La crise, les économistes et le prix Nobel d'Elinor Ostrom

Publié le par SD32

Quand une discipline savante joue un rôle aussi central que l'économie à l'échelle mondiale, il est inévitable que l'usage qui en est fait dans l'espace public soit la source de nombreuses interrogations. Comment la discipline peut-elle entrer en dialogue avec d'autres démarches elles aussi rigoureuses ?
Le cas du prix décerné cette année à Elinor Ostrom offre justement un bel exemple d'une rencontre fructueuse entre science économique et philosophie politique.


POUR beaucoup de commentateurs, la récente crise financière trouve son origine dans l'évolution de la science économique depuis les années 1970. Bien sûr, va l'argument, l'appétit au gain, les comportements mimétiques ou la défaillance des régulateurs ont joué un rôle direct. Mais in fine tout ceci aurait été permis par la pensée des économistes. La proposition n'est pas banale, puisqu'en somme elle affirme un effet puissant de l'observateur ou du théoricien sur la réalité qu'il étudie. Un tel pouvoir met donc en question le statut contemporain de la science économique, tout à la fois comme la plus forte, la plus légitime et la plus politique des sciences sociales.

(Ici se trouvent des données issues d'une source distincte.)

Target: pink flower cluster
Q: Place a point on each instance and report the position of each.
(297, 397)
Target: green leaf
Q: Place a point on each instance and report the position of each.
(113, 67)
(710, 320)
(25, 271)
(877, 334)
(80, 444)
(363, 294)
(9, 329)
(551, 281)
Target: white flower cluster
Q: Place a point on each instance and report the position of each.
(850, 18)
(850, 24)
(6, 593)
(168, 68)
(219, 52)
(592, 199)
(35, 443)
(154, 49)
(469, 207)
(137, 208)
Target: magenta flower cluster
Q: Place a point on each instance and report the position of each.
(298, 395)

Cette critique de l'économie et des économistes est cependant différenciée. Par exemple, les questions du libre-échange, de la privatisation ou du marché du travail ne sont pas vraiment affectées par la crise. Plus généralement, celle-ci n'est pas en soi une crise de la globalisation, même si à certains moments des scénarios catastrophe auraient pu la mettre en question. L'axe central des critiques, on le sait, porte sur la finance et ses liens avec la régulation monétaire et les banques centrales. Greenspan, donc, est Le Grand Mort de la crise : il a formalisé puis coagulé autour de sa pratique une doctrine de la politique monétaire qui a contribué à la crise, mais aussi à une réaction insuffisante face à ses signes avant-coureurs.

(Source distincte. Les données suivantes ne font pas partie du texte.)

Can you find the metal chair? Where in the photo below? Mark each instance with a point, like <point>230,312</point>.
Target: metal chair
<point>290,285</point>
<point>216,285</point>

Par des publications très nombreuses, la profession économique a aussi donné son aval à cette doctrine et elle se trouve donc mise en question aujourd'hui, sur deux plans : le travail scientifique proprement dit et les règles internes à cette communauté épistémique, qui n'a pas su accorder toute l'attention nécessaire aux analyses et aux signaux divergents. De fait c'est un certain conformisme interne qui est mis en question. Ainsi, il serait amusant, ou navrant, de relire aujourd'hui les articles autorisés qui, en 1994, ont marqué dans la presse les cinquante ans de la mort de Keynes. L'homme était remarquable, concédait-on, mais l'œuvre irrémédiablement passée.

Ceci pose donc la question de la capacité de légitimation de l'économie dans l'espace public. C'est-à-dire cette relation sans pareil entre une discipline souvent absconse, très fermée sur elle-même, et l'exercice légitime du pouvoir dans la société, que ce soit par les financiers, les experts, les politiques ou les économistes. C'est sans doute sur ce plan que le débat est resté un peu en retrait.